Conversation Design User Experiences for SiriKit and iOS

Final product image — What You’ll Be Creating

Introduction

A lot of articles, our site included, have focused on helping readers create amazing iOS apps by designing a great mobile user experience (UX).

However, with the emergence of the Apple Watch a few years ago, alongside CarKit, and more recently the HomePod this year, we are starting to see a lot more apps and IoT appliances that use voice commands instead of visual interfaces. The prevalence of IoT devices such as the HomePod and other voice assistants, as well as the explosion in voice-assistant enabled third-party apps, has given rise to a whole new category of user experience design methodologies, focusing on Voice User Experiences (VUX), or Conversational Design UX.

This has led to Apple focusing on the development of SiriKit a few years ago and providing third-party developers the ability to extend their apps to allow users to converse with their apps more naturally. As SiriKit opens up more to third-party developers, we are starting to see more apps becoming part of SiriKit, such as prominent messaging apps WhatsApp and Skype, as well as payment apps like Venmo and Apple Pay.

SiriKit’s aim is to blur the boundaries between apps through a consistent conversational user experience that enables apps to remain intuitive, functional and engaging through pre-defined intents and domains. This tutorial will help you apply best practices to create intuitive conversational design user experiences without visual cues.

Objectives of This Tutorial

This tutorial will teach you to design audibly engaging SiriKit-enabled apps through best-practices in VUX. You will learn about:

designing for voice interactions
applying conversational design UX best practices
testing SiriKit-enabled apps

Assumed Knowledge

I’ll assume you have worked with SiriKit previously, and have some experience coding with Swift and Xcode.

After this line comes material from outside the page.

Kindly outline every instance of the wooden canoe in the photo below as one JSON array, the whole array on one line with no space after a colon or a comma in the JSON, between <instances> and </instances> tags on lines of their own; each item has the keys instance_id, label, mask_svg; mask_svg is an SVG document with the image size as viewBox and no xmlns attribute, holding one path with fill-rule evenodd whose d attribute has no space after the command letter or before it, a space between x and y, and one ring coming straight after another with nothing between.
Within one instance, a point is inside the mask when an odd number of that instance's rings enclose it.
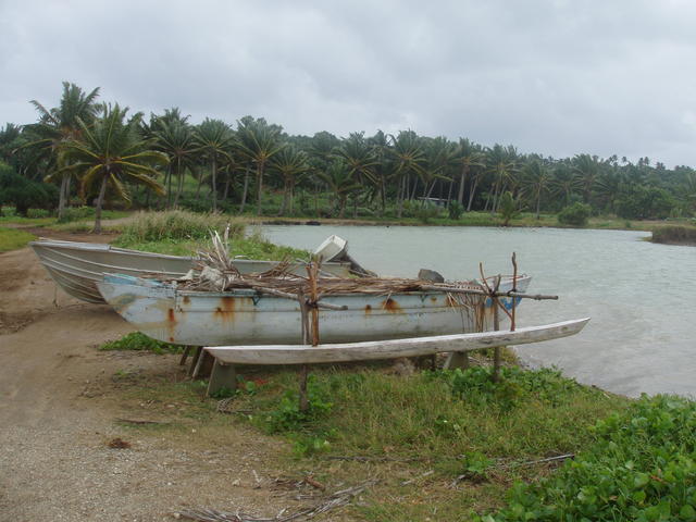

Designing for Voice Interactions

Creating engaging apps requires a well thought-out design for user experience—UX design for short. One common underlying principle to all mobile platforms is that design is based on a visual user interface. However, when designing for platforms where users engage via voice, you don’t have the advantage of visual cues to help guide users. This brings a completely new set of design challenges.

The absence of a graphical user interface forces users to understand how to communicate with their devices by voice, determining what they are able to say as they navigate between various states in order to achieve their goals. The Interaction Design Foundation describes the situation in conservational user experience:

“In voice user interfaces, you cannot create visual affordances. Users will have no clear indications of what the interface can do or what their options are.”

As a designer, you will need to understand how people communicate with technologies naturally—the fundamentals of voice interaction. According to recent studies by Stanford, users generally perceive and interact with voice interfaces in much the same way they converse with other people, irrespective of the fact that they are aware they are speaking to a device.

The difficulty in being able to anticipate the different ways in which people speak has led to advances in machine learning over the past few years, with natural language processing (NLP) allowing platforms to understand humans in a more natural manner, by recognizing intents and associative domains of commands. One prominent platform is Apple’s Siri, and its framework for third-party developers, SiriKit.

Overview of SiriKit

While most would understand Siri as primarily focusing on non-visual voice assistance, its integration into Apple’s ecosystem allows users to trigger voice interactions through their operating system, be it iOS, watchOS, CarPlay, or the HomePod.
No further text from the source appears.